Saving Money on Transport

Cycling London

I used to work and live in North London within five minutes’ distance and it worked out quite well as I spend little no time and my monthly work-related travel expenses were only about £20 which is close to nothing when many people spend around £100-£160 per month (depending on how far from work you live). So when I got an offer to work in central London for couple of grand I had to consider that if I buy travel card it will equate to over £1K of my gross salary so the net increase in my pay would not be that big. So I was looking for a ways to make my travel arrangement more cost effective without sacrificing much of the convenient (and as it turned out I actually gained extra benefits and save time).

Ride2work

Few months after I started my new job I was introduced to ride2work government scheme where participating employers give their employees benefit of interest free 12-month bike finance where payments are deducted from your gross instead of net salary – which essentially means that you are saving extra 20% of bike’s (and accessories’) value as you have then reduced your taxable income. In my case I could get any bike from Evans Cycles. The certificate itself allows you to buy a new bike and any relevant equipment and accessories. So in my case I opted for medium price range bike @ £650 which was marked down to £550 and added extra accessories worth £100 or so (I also got £25 free accessories voucher when I buy a bicycle). Therefore instead of paying £700 in one go, I paid only £550 in equal payments of £46 (taking into account tax savings).

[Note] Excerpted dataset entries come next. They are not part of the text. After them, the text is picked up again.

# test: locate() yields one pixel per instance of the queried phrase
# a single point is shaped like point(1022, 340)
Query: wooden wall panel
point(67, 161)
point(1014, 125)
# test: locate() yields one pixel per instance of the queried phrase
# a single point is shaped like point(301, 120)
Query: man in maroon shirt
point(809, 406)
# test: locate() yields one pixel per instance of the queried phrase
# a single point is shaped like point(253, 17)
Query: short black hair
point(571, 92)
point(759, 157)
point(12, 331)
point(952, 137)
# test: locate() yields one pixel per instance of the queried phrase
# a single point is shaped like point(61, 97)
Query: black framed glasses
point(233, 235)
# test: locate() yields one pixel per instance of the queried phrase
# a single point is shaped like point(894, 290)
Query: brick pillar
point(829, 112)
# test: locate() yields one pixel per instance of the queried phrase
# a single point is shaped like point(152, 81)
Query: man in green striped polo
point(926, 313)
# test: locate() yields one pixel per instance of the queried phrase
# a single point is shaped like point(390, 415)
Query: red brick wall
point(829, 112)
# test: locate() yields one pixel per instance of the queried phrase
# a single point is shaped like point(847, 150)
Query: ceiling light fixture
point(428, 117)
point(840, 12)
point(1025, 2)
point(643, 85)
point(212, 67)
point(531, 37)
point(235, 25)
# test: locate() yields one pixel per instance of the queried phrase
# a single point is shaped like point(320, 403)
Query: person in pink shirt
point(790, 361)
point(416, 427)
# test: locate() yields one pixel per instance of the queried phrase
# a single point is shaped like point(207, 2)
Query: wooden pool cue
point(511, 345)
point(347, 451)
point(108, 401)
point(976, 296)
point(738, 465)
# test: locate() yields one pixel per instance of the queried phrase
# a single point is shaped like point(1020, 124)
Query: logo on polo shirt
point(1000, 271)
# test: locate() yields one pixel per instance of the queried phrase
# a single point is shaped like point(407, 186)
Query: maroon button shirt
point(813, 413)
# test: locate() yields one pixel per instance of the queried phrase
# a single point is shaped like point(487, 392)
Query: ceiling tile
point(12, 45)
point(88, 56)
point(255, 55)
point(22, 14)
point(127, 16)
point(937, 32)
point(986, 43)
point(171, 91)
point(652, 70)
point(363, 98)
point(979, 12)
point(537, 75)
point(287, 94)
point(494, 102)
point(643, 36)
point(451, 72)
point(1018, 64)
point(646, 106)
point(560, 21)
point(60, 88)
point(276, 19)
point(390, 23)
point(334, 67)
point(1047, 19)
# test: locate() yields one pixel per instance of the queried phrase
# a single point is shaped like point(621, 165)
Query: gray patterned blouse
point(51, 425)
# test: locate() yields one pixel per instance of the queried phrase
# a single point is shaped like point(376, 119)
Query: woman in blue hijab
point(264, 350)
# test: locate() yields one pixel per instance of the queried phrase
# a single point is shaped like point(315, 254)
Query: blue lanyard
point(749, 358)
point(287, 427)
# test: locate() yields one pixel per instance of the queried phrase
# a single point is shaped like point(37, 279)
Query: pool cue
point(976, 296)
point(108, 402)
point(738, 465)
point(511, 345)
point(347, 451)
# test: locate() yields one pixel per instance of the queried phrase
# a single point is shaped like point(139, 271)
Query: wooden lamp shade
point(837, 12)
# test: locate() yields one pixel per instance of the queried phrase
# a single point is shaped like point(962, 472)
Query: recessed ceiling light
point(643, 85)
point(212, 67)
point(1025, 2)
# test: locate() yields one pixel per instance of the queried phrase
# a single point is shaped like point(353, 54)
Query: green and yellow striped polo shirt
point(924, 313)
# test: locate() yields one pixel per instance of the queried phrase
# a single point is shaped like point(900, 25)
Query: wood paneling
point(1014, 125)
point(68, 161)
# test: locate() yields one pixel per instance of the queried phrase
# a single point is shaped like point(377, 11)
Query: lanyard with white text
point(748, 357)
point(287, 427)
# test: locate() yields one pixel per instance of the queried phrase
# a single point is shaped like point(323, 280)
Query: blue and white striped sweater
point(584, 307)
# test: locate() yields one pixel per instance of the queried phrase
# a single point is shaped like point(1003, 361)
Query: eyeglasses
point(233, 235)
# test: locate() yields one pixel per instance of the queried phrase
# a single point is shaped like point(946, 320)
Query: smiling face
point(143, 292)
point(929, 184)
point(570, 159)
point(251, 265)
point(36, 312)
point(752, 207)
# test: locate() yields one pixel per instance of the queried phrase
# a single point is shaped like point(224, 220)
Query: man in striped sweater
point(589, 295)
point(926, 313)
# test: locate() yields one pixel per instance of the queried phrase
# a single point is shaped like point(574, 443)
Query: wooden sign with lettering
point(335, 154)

Cycling + Transport for London (TfL)

It takes just over 10 miles one-way to get to work which is 45 min by Tube, 1hr 20min by bus and about 45-50min by bike. I tried to cycle couple of times and got used to the route to work and made decision to aim for 2-3 times per week (which is enough effort yet gives me enough time in between to recover from the exercise), eight months a year (March – October) when it’s light and warm. I have seen some hard core brothers and sisters out there who cycle year round but I have not prepared myself to this yet.  In the off days from cycling I get to work early in the morning taking advantage of off-peak pricing (Zone 1-4, £2.70 per ride) and go back home by bus (£1.40). The other four months I use public transport daily. Fair enough, I don’t always follow the same routine of off-peak Tube + bus, as sometimes I need to save time the traffic jams make the bus journey horrendous and so I don’t mind spending little bit extra (difference of £2.40 for peak-time Tube versus bus ride). But I also spend one month away from London on holiday so my workings kind of balance out.

Bottom line

I have estimated that my annual spend for work related commute is therefore around £800 per year which is saving of around £950 (yearly travel card Zone 1-4 – £1,744) or rather £1,216 (monthly travel card £167.50 x 12 months). First year savings are diminished by upfront cost – investment in bike and accessories – so it comes to only £400 – £666. Second year onwards, however, there is little to no expense as you can maintain your bike yourself for free. So I am looking at about 50% savings and more if I decide to cycle more frequent. This excludes any additional health benefits (free cardio workout) and saves me from getting costly gym membership which many people don’t really use and then feel guilty about their own foolishness when they signed up for year’s contract to begin with.

So those of you who are looking for cost optimization, this is win-win situation for your health and your wallet.  I have been doing this for only a year but I foresee myself cycling more often in the future.